In freight and logistics, full truckload (FTL) is often seen as the default option. It’s fast, direct, and familiar—until tight markets make it unreliable or too expensive.
When capacity shrinks, prices rise and service windows narrow. If you rely only on FTL, your freight becomes vulnerable to delays, rate spikes, and missed delivery targets.
That’s when it pays to think differently.
Not every shipment needs a full truck. When volumes are light, distances are long, or demand fluctuates, forcing everything into truckload adds unnecessary cost and complexity. Space gets wasted. Timelines slip.
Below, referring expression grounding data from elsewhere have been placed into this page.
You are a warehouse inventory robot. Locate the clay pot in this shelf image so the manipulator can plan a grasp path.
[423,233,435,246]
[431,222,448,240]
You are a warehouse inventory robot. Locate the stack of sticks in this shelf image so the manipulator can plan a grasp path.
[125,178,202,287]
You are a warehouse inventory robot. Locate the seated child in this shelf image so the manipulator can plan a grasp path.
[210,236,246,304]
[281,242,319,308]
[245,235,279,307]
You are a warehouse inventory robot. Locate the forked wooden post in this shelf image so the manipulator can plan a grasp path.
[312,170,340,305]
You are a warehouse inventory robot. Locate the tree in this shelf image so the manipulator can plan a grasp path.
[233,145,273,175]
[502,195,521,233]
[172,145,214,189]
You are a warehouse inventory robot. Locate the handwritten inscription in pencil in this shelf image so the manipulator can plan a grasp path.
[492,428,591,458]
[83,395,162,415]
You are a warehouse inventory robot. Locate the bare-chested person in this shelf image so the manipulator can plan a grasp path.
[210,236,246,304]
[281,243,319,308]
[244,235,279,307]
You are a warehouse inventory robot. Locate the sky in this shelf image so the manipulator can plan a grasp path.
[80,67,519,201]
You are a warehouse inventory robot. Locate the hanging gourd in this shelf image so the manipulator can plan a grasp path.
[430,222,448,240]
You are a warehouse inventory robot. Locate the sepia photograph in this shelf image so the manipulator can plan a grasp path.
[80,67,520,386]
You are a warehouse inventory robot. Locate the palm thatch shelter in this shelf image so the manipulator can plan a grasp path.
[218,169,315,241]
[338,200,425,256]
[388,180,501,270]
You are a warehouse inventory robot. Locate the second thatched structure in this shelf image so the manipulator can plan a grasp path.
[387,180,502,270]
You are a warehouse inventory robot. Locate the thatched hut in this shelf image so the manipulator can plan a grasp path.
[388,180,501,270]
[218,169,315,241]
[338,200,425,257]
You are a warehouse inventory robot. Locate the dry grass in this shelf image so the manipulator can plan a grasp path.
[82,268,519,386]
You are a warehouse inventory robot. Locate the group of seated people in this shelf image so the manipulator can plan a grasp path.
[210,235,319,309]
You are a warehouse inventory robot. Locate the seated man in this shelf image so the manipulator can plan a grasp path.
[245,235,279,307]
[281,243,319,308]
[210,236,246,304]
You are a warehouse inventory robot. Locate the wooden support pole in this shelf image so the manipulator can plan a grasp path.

And what should be a smooth logistics process becomes harder to manage.
A smarter strategy is to match the mode to the need—and one often-overlooked option is a drayage + rail combination.
Here’s how it works: instead of booking a full truck to run long haul, you move the freight locally by drayage to a nearby rail ramp. From there, the shipment travels by rail to a ramp near the destination, followed by another short drayage run to final delivery. It’s a simple shift, but it can unlock capacity, reduce costs, and avoid the volatility of long-haul trucking.
This approach keeps freight moving even when truckload options are tight—and it often improves consistency across lanes.
In a market like today’s, where freight and logistics leaders are expected to do more with less, flexibility is the real advantage. When truckload works, use it. When it doesn’t, don’t force it. There are smarter ways to move freight.
And the teams who think ahead—mode by mode, move by move—are the ones who stay in control.